Por Marco Campos Mena
Todos hemos visto cómo la inflación ha golpeado más duro de lo que esperábamos los bolsillos de los mexicanos. Nos estamos enfrentando a una situación que, aunque probablemente no sea la más complicada que ha vivido el país, sí es una de las más difíciles para esta generación que hoy siente una incertidumbre económica real y peligrosa.
Se han perdido empleos, han cerrado negocios y cualquier persona que tenga una empresa, un restaurante, una tienda o incluso un pequeño emprendimiento va a decir lo mismo: no hay ventas, no hay movimiento, no hay gente consumiendo como antes.

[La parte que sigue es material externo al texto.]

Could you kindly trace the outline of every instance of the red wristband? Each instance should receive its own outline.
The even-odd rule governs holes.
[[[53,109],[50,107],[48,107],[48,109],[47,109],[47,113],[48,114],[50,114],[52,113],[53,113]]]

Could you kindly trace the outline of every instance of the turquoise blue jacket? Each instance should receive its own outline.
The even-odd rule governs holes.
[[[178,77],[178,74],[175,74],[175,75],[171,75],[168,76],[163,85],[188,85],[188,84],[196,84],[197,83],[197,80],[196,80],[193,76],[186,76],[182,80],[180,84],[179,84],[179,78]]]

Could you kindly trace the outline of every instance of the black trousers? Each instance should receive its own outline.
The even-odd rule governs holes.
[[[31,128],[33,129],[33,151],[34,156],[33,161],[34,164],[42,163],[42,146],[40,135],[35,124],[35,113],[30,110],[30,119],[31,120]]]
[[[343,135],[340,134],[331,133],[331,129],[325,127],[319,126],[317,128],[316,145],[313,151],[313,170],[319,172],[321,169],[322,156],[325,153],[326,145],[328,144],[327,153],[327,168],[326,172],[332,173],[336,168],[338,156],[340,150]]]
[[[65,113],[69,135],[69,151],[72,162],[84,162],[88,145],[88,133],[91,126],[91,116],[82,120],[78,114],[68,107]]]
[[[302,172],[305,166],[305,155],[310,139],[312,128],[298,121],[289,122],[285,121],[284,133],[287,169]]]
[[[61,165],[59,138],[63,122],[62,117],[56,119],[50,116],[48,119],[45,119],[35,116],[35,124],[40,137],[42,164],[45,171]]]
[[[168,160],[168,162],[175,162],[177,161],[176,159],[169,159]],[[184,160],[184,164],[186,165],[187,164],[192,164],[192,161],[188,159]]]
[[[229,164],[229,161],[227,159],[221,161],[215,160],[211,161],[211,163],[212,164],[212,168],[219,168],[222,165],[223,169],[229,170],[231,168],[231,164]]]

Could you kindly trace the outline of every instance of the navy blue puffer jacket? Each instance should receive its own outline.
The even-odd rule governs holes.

Hace apenas unos días se conjugaron varias circunstancias que normalmente representan un respiro para la economía: puente, quincena y la celebración del 10 de mayo. Era la oportunidad perfecta para que muchas familias salieran a consumir, convivir y mover el dinero. Y, sí, hubo tráfico, las calles estaban llenas, pero una cosa quedó clara: la gente estaba afuera, mas no comprando.
Muchos restaurantes lucieron vacíos, los comercios reportaron ventas extremadamente bajas e incluso los negocios ubicados en zonas con gran afluencia apenas lograron captar clientes. Y aunque podríamos pensar que el gasto fuerte por el Día de las Madres dejó a muchas familias limitadas, la realidad es mucho más compleja que un día de gastos fuertes.
Lo que estamos viendo es una economía paralizada por el miedo y la incertidumbre facturando, y caro.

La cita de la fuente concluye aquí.